In this post, I outline when and how to use single imputation using an expectation-maximization algorithm in SPSS to deal with missing data. I start with a step-by-step tutorial on how to do this in SPSS, and finish with a discussion of some of the finer points of doing this analysis.
1. Open the data-file you want to work with.
2. Sort the data file by ascending ID or Participant number. This is critical; if you do not do this, everything you do subsequently could be inaccurate. To do this, right click on the ID column, and click “sort ascending”
3. Open the Syntax Editor in SPSS:
4. Copy and paste the following syntax into the Syntax Editor, adding in your own variables after MVA VARIABLES, and specifying a location on your computer after OUTFILE. .Also, note that .sav is the file extension for an SPSS file, so make sure it ends in that.
MVA VARIABLES=var1 var2 var3 var4 var5
/MPATTERN
/EM(TOLERANCE=0.001 CONVERGENCE=0.0001 ITERATIONS=100 OUTFILE=’C:\Users\Owner\Desktop\file1.sav’).
5. Highlight all the text in the syntax file, and click on the “run” button on the toolbar:
6. This will produce a rather large output file, but only a few things within are necessary for our purposes: (a) Little’s MCAR Test and (b) whether or not the analysis converged.
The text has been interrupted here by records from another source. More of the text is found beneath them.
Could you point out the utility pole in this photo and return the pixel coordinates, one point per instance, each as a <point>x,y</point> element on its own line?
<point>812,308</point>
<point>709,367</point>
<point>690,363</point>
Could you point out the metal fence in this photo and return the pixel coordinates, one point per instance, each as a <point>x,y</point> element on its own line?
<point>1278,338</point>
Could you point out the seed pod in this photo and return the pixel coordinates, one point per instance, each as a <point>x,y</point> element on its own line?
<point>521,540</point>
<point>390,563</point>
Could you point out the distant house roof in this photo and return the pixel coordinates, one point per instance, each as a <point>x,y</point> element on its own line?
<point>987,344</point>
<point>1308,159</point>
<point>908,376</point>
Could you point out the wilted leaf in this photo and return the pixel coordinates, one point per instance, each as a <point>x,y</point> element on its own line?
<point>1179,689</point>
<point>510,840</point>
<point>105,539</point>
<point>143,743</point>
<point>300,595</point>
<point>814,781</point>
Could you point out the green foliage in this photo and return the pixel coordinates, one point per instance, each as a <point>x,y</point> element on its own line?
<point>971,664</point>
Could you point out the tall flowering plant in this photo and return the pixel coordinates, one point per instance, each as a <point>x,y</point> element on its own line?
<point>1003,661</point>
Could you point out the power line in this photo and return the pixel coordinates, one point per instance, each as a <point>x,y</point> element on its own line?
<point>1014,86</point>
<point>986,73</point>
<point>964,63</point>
Both can be found in the spot indicated in the picture below:
(a) If Little’s MCAR test is nonsignificant, this is a good thing! It means that your variables are missing Completely at Random (see #4 in FAQ).
(b) This second message is an error. It will only pop up if there is a problem. If you don’t find it at all in the output, it’s because everything is working properly. If this message DOES pop up, it means that the data imputation will be inaccurate. To fix it, increase the number of iterations specified in the syntax (e.g. try doubling it to 200 first). If that doesn’t work, try reducing the number of variables in your analysis.
9. The syntax you ran also saved a brand new datafile in a location you specified above. Open that datafile.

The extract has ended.